If telling a trusted person your goals can create a useful accountability, perhaps sharing mine with everyone will be even more powerful. Or maybe one of my 2023 resolutions will be useful to someone else – either as a possible goal or something to avoid at all costs.
I am going to write more this year. I am going to journal 15 minutes a day and start a new book. And I am going to write one personal note to someone each day, even if only to say hello.
Text less and call more. Avoid social media. Go to more UT softball games.

Read a well-reviewed book by a political author I despise and am convinced is wrong about everything. Watch fewer political opinion television shows.
Stop making fun of the mental acuity of Mitch McConnell and Joe Biden. Well, maybe I’ll just do it less often. But I will continue making fun of people who waste their time and money on get-rich-quick schemes.
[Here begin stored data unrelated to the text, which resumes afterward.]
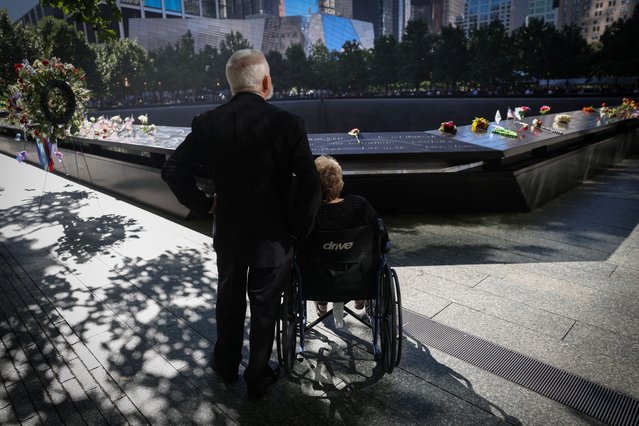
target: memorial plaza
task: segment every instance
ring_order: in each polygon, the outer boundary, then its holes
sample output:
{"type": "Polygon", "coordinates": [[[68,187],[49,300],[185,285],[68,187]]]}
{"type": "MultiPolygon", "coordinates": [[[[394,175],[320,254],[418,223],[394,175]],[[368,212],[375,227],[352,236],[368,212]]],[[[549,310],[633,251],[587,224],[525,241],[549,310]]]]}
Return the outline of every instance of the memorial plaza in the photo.
{"type": "Polygon", "coordinates": [[[636,425],[638,194],[635,147],[531,212],[384,215],[399,366],[329,318],[252,402],[207,366],[210,223],[1,155],[0,423],[636,425]]]}

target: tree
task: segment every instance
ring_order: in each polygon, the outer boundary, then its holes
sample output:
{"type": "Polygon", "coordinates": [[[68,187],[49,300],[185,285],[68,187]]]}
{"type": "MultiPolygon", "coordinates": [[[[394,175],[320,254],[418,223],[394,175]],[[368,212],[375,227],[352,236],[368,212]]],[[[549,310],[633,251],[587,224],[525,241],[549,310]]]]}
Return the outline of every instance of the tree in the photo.
{"type": "Polygon", "coordinates": [[[133,40],[113,40],[101,45],[97,52],[98,70],[104,81],[101,94],[124,98],[151,89],[147,87],[149,56],[133,40]]]}
{"type": "Polygon", "coordinates": [[[310,85],[314,89],[334,90],[337,78],[337,57],[335,52],[328,50],[326,45],[318,40],[311,46],[310,85]]]}
{"type": "Polygon", "coordinates": [[[231,30],[229,34],[224,36],[224,40],[220,42],[220,53],[226,58],[226,60],[228,60],[228,58],[230,58],[237,50],[251,48],[253,48],[251,42],[248,41],[239,31],[236,32],[231,30]]]}
{"type": "Polygon", "coordinates": [[[426,21],[408,21],[401,50],[404,55],[401,76],[418,90],[423,81],[431,79],[433,69],[433,37],[426,21]]]}
{"type": "Polygon", "coordinates": [[[434,65],[433,79],[446,83],[446,88],[453,92],[457,83],[468,78],[468,49],[466,35],[461,28],[447,26],[433,47],[434,65]]]}
{"type": "Polygon", "coordinates": [[[371,68],[374,70],[371,81],[381,86],[388,95],[390,86],[399,81],[402,55],[395,37],[381,36],[375,40],[371,68]]]}
{"type": "Polygon", "coordinates": [[[570,60],[564,60],[561,57],[563,55],[558,55],[555,58],[556,69],[553,73],[554,77],[568,79],[592,75],[594,52],[592,47],[582,37],[581,29],[576,25],[566,25],[557,33],[557,36],[557,49],[561,52],[570,52],[570,60]]]}
{"type": "Polygon", "coordinates": [[[81,68],[86,73],[87,86],[91,90],[99,87],[100,77],[96,66],[96,53],[84,35],[66,21],[46,16],[38,22],[37,31],[42,41],[43,54],[55,56],[81,68]]]}
{"type": "Polygon", "coordinates": [[[40,4],[60,9],[65,15],[73,14],[77,21],[92,25],[104,40],[116,37],[116,32],[109,27],[122,20],[117,0],[40,0],[40,4]],[[101,2],[106,4],[106,11],[100,8],[101,2]]]}
{"type": "Polygon", "coordinates": [[[266,61],[271,69],[273,90],[287,93],[291,88],[291,82],[287,75],[286,60],[277,50],[271,50],[266,54],[266,61]]]}
{"type": "Polygon", "coordinates": [[[499,20],[473,31],[468,40],[471,80],[488,86],[509,80],[515,68],[512,50],[512,39],[499,20]]]}
{"type": "Polygon", "coordinates": [[[286,70],[291,86],[298,92],[309,87],[309,62],[301,44],[295,43],[289,46],[284,53],[286,57],[286,70]]]}
{"type": "Polygon", "coordinates": [[[42,57],[40,34],[31,25],[11,25],[6,10],[0,10],[0,92],[16,81],[13,64],[42,57]]]}
{"type": "Polygon", "coordinates": [[[525,27],[513,32],[513,45],[517,52],[517,63],[525,71],[537,79],[548,79],[553,76],[557,60],[566,52],[557,48],[558,32],[554,25],[541,19],[531,19],[525,27]]]}
{"type": "Polygon", "coordinates": [[[370,53],[359,43],[347,41],[337,57],[338,87],[342,93],[361,94],[370,85],[370,53]]]}
{"type": "Polygon", "coordinates": [[[639,6],[632,16],[619,20],[601,35],[598,52],[598,74],[639,76],[639,6]]]}

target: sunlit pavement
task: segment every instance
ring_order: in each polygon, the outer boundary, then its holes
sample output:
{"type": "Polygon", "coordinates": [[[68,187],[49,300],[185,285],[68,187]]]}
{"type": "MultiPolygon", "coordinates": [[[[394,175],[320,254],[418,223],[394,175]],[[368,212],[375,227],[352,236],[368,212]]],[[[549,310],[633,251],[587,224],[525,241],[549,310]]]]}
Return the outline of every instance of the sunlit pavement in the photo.
{"type": "MultiPolygon", "coordinates": [[[[639,398],[639,157],[532,213],[386,217],[403,306],[639,398]]],[[[210,237],[0,156],[1,424],[597,424],[353,321],[259,402],[207,368],[210,237]]],[[[347,318],[348,320],[348,318],[347,318]]]]}

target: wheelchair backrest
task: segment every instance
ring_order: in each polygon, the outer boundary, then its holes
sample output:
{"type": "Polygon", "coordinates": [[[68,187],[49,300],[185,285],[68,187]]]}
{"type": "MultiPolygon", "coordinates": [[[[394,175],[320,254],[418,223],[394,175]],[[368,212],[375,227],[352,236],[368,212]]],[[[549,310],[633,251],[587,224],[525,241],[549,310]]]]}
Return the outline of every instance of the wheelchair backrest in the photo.
{"type": "Polygon", "coordinates": [[[298,253],[302,297],[327,302],[374,298],[381,253],[379,234],[377,223],[311,232],[298,253]]]}

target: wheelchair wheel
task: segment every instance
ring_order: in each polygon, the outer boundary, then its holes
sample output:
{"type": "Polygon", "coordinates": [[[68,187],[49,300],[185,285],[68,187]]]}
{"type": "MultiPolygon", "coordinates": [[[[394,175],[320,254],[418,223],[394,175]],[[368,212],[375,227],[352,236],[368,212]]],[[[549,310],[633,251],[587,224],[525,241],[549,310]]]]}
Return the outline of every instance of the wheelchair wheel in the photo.
{"type": "Polygon", "coordinates": [[[389,267],[384,268],[381,282],[380,326],[381,361],[384,371],[392,373],[401,358],[401,301],[397,274],[389,267]]]}
{"type": "Polygon", "coordinates": [[[291,372],[296,359],[299,303],[298,279],[293,273],[291,283],[284,292],[276,330],[277,358],[286,372],[291,372]]]}
{"type": "Polygon", "coordinates": [[[399,366],[399,362],[402,359],[402,340],[404,338],[404,322],[402,320],[402,293],[399,290],[399,278],[397,277],[397,272],[395,272],[393,268],[390,268],[390,271],[395,287],[395,297],[397,299],[397,354],[395,356],[395,367],[397,367],[399,366]]]}

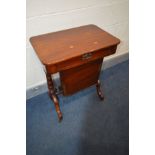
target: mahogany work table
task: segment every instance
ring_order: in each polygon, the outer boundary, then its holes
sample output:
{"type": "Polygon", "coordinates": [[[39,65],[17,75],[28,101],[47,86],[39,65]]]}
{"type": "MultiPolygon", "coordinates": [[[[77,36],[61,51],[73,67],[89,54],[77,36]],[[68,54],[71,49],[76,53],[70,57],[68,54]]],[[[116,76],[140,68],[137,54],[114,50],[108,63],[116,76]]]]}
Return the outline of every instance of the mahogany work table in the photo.
{"type": "Polygon", "coordinates": [[[105,56],[114,54],[120,40],[95,25],[34,36],[30,42],[44,65],[48,93],[59,121],[62,113],[57,95],[71,95],[95,85],[101,100],[99,74],[105,56]],[[61,86],[56,88],[52,74],[59,73],[61,86]]]}

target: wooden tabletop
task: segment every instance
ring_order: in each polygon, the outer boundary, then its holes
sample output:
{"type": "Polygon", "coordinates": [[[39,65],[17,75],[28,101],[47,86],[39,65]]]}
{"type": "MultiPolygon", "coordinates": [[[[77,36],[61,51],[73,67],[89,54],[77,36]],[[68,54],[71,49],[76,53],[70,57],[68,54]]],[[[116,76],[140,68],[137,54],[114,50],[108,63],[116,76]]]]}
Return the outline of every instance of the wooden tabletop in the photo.
{"type": "Polygon", "coordinates": [[[95,25],[34,36],[30,42],[44,65],[52,65],[120,43],[95,25]]]}

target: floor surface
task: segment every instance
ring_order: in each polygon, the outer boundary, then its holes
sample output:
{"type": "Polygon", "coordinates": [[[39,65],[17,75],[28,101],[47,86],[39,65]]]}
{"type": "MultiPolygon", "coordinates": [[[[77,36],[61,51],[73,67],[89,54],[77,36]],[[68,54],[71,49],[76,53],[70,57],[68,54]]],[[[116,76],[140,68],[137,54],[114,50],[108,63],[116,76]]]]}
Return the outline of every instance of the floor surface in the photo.
{"type": "Polygon", "coordinates": [[[27,100],[27,155],[128,155],[129,61],[101,73],[105,100],[95,87],[60,96],[58,122],[47,93],[27,100]]]}

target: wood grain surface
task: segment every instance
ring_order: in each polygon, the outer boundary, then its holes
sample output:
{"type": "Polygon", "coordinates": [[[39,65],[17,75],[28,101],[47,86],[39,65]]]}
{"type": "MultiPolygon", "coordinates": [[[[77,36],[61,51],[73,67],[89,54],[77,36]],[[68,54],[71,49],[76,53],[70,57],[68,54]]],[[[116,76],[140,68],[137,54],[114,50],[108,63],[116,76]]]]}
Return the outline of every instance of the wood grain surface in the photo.
{"type": "Polygon", "coordinates": [[[96,25],[86,25],[31,37],[30,42],[47,66],[117,45],[120,40],[96,25]]]}

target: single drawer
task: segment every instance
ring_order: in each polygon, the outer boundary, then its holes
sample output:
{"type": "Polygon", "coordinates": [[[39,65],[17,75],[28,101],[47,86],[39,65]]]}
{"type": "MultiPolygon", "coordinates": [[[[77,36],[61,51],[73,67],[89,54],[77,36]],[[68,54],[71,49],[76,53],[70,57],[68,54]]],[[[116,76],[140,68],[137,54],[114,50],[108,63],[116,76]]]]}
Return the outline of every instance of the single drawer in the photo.
{"type": "Polygon", "coordinates": [[[60,72],[60,71],[70,69],[73,67],[77,67],[77,66],[80,66],[82,64],[97,60],[99,58],[103,58],[105,56],[114,54],[116,52],[116,48],[117,48],[117,45],[111,46],[111,47],[106,48],[106,49],[101,49],[98,51],[85,53],[85,54],[80,55],[78,57],[57,63],[55,65],[46,66],[46,70],[48,71],[48,73],[52,74],[52,73],[60,72]]]}

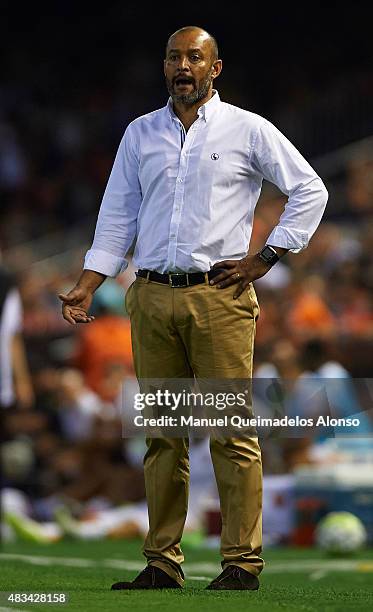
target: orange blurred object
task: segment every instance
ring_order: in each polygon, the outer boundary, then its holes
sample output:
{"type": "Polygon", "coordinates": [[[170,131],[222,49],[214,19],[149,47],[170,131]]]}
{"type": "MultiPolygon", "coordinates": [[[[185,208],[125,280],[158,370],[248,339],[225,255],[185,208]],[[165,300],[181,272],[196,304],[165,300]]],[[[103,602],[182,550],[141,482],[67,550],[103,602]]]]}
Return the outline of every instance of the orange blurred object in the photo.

Eat more seafood. Try yoga again. Keep my BMI below my high school ACT score. Remove all the candy from my house. Do 10 bench press repetitions with my body weight. (What I weighed in 8th grade, not now.)
Clean out the “auto subscriptions” on my Apple account and credit card. Clean the unused icons from my computer desktop. Clean my actual desktop. Clean my entire office. Organize my office quarterly, rather than only in leap years. Vacuum my car monthly.